Have you ever traveled to a city for business one time, and for pleasure another? If so, there’s a good chance that your experiences were completely different with each visit—different people, different hotels, different dining, different entertainment, and different sites, particularly if you never even left the hotel during your business trip.
The fundamental difference between business and pleasure traveling comes to mind with the release this month of the MasterCard Global Destinations Cities Index, which ranks cities by the number of overnight international visitors they are anticipated to receive in the current year. In the 2015 index London tops the list for the fifth time in seven years. Bangkok, Paris, Dubai, Istanbul, New York, Singapore, Kuala Lumpur, Seoul, and Hong Kong round out the top 10.

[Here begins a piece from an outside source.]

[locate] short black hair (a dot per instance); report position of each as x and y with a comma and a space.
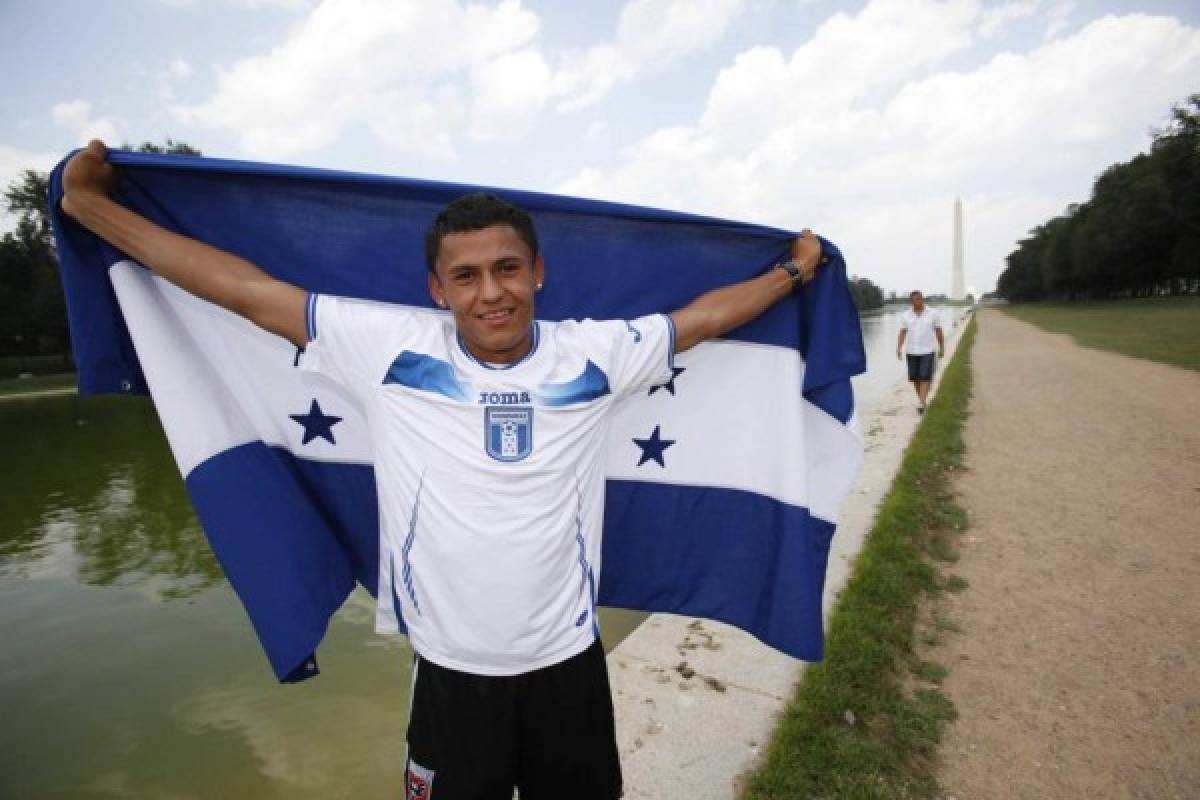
477, 211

According to the report, paying attention to where international visitors are going is important because they “represent a massive source of demand for goods and services, generating business opportunities for a wide range of industries, benefiting companies large and small, and creating jobs that cover the spectrum from the highly skilled to the low-skilled.” Implicitly, this report and others like it contend that the cities at the top of their rankings are somehow poised for huge economic growth and prosperity—leaders in what Brookings Metro calls global fluency.

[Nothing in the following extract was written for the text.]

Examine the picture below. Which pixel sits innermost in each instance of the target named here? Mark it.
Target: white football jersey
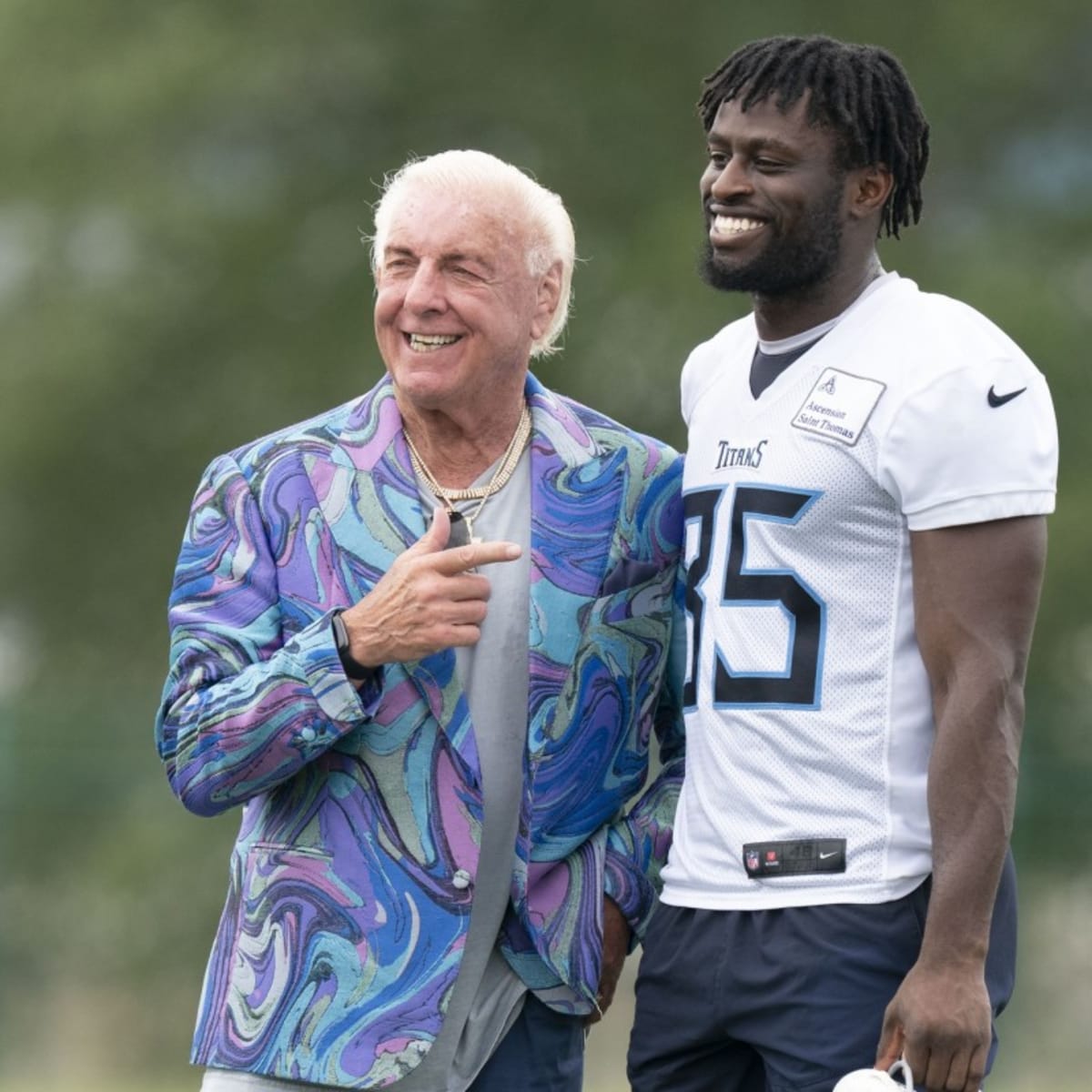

However, the index fails to make the critical business vs. pleasure distinction. Visitors who come to London to visit grandma have a radically different impact from those who come to negotiate the merger of two multinational corporations.
Moreover, how often are the cities you visit for business and the cities you visit for pleasure the same? As I demonstrated in a 2014 study of air travel in the United States, not only do business and leisure visitors have different kinds of economic impacts and different spending patterns during their visits, they also go to different cities.

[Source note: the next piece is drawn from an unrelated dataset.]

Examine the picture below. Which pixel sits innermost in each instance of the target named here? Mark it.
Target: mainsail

In the United States, business passengers are more likely to visit New York and Los Angeles, while leisure passengers are more likely to visit Orlando and Las Vegas. These differing travel patterns could have significant impacts on economic growth at the global level. The 2015 index tells us that London tops the charts with 18.82 million visitors, while Los Angeles is at the bottom of the top 20 with only 5.2 million. But what if the majority of London’s visitors are there to visit family, while the majority of Los Angeles’ visitors are there to open new software companies? In this (perhaps unrealistic) scenario, which city comes out on top is much less clear.
In short, the index does not include the kind of information we would need to decide. To really understand what impact international visitors have for cities’ economies, it is important that rankings like the Global Destinations Cities Index consider who these visitors are and why they are visiting.